Jeden z rywali po meczu w Gliwicach powiedział do nas, że fajnie gramy, ale przecież nie chodzi o to, tylko o to, by mieć efekty – mówi trener Widzewa.
Widzew wraca do Serca Łodzi. W sobotę o godzinie 15 podejmie Stal Mielec. Po maratonie trzech meczów w tydzień, w końcu trener Daniel Myśliwiec miał więcej czasu na pracę z zespołem. – Udało nam się przepracować elementy, których nie mieliśmy okazji przygotować przed poprzednimi meczami. Rozwiałem też wątpliwości piłkarzy, jak powinni się zachowywać by nie tracić goli i co robić, by stwarzać więcej okazji i zdobywać więcej bramek – powiedział trener Widzewa.

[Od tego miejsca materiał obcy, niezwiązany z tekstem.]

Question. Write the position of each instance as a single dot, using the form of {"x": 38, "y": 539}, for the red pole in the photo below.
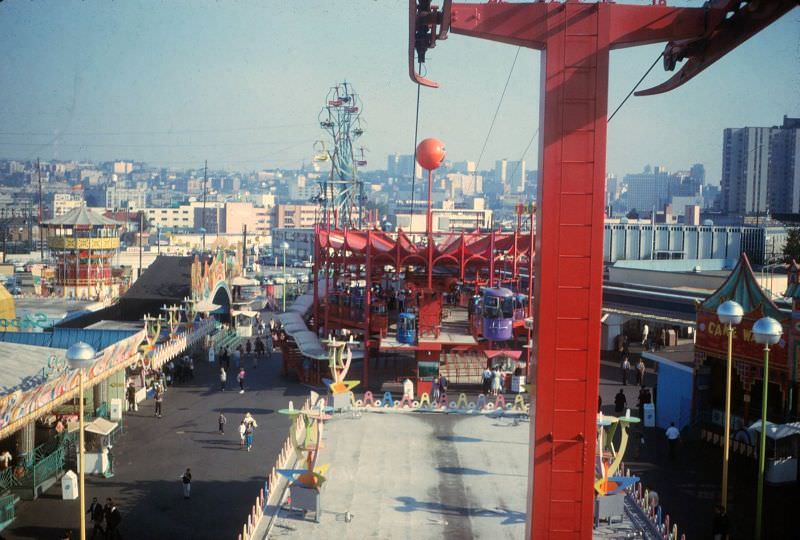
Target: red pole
{"x": 491, "y": 258}
{"x": 367, "y": 302}
{"x": 429, "y": 228}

W poprzednim spotkaniu łódzki zespół przegrał 2:3 z Piastem Gliwice 2:3. Marek Hanousek stwierdził po meczu, że Widzew podarował rywalom trzy prezenty. – W analizie z piłkarzami wskazałem, że nie będzie nigdy tak, że to jeden zawodnik jest odpowiedzialny za stratę gola, albo za jego zdobycie – twierdzi Myśliwiec. – W meczu z Piastem zrobiliśmy za mało, by zapobiec stracie bramek. To były nasze złe zachowania, ale biorę to w koszty naszej pracy, tego, jak teraz chcemy bronić. Mam nadzieję, że teraz już tak łatwo nie będziemy pozwalać rywalom wchodzić w nasze pole karne i strzelać gole.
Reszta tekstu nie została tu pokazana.